I'll start with the drugs. We use what I'll call a validated chemical class. It's the same type of molecule that led to Spinraza and the same type of molecule that is currently a phase I- B study run by Biogen with the MAPT tau-lowering drug BIIB080, which we have nice data on that has lowered target broadly in the CNS. You can see it with PET imaging. The class has a proven safety record, consistent and validated dosing ranges. We kind of know how to dose. We know the safety. We know the durability, which I really think helps us design our trials. We benchmark our drugs against everything out there in a model that predicts human performance or human gene in a mouse, and we think it's the best way to do this.

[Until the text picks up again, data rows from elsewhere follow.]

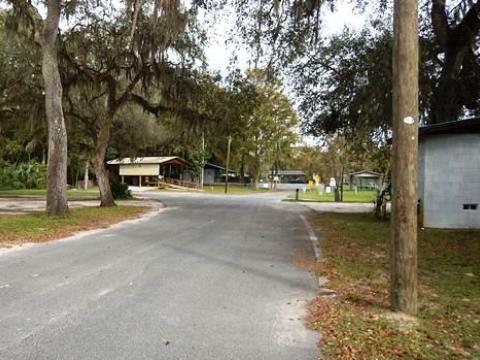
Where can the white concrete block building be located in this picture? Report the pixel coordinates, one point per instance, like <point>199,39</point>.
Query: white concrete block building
<point>449,174</point>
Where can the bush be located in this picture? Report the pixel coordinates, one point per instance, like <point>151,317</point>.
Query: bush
<point>120,191</point>
<point>30,175</point>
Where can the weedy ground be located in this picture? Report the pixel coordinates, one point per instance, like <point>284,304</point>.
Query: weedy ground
<point>357,323</point>
<point>38,227</point>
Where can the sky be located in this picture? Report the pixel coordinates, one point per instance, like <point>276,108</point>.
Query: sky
<point>218,53</point>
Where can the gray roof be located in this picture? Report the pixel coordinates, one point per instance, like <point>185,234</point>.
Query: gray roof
<point>365,173</point>
<point>145,160</point>
<point>290,172</point>
<point>465,126</point>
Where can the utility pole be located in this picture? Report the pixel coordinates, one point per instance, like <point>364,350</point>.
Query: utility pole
<point>85,176</point>
<point>228,162</point>
<point>202,170</point>
<point>405,148</point>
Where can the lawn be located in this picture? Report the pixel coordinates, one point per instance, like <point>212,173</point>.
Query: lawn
<point>72,193</point>
<point>232,189</point>
<point>220,190</point>
<point>37,227</point>
<point>357,323</point>
<point>348,196</point>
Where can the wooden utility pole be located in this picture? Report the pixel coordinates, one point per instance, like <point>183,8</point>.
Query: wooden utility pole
<point>405,147</point>
<point>228,162</point>
<point>85,176</point>
<point>202,170</point>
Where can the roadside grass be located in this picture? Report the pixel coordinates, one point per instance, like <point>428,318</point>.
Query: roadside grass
<point>38,227</point>
<point>348,196</point>
<point>220,190</point>
<point>357,323</point>
<point>232,189</point>
<point>72,193</point>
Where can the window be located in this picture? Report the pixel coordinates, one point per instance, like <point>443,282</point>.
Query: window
<point>470,206</point>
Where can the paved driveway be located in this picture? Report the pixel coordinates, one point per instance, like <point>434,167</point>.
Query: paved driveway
<point>209,277</point>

We're very, very happy with the activity and duration and profile of our drug. As far as the phase III trial, we have a placebo-controlled approach for our study, which we think is the gold standard to evaluate safety and efficacy in clinical trials. It also helps simplify the burden on the site a bit because you just need one team to measure the drug. Back to the molecule, we don't have to use a tilt table. We don't administer corticosteroids. We have no load. The profile of our drug and the way it's administered, we think it's consistent with the way we've done all of our intrathecal drugs based on our vast experience in the space. We think the molecule class is right for this patient population. We're clearly running out of time because our lights are going off .
Not moving around enough.
That's a timer.
No, we are up on time. It was good to see you coming in. Thank you, Wade, Kyle, and Eric for participating. It was a very helpful discussion.
Thanks for having us, Joe.
Thanks everyone else for joining on the webcast. Everyone have a good day and a good rest of the conference.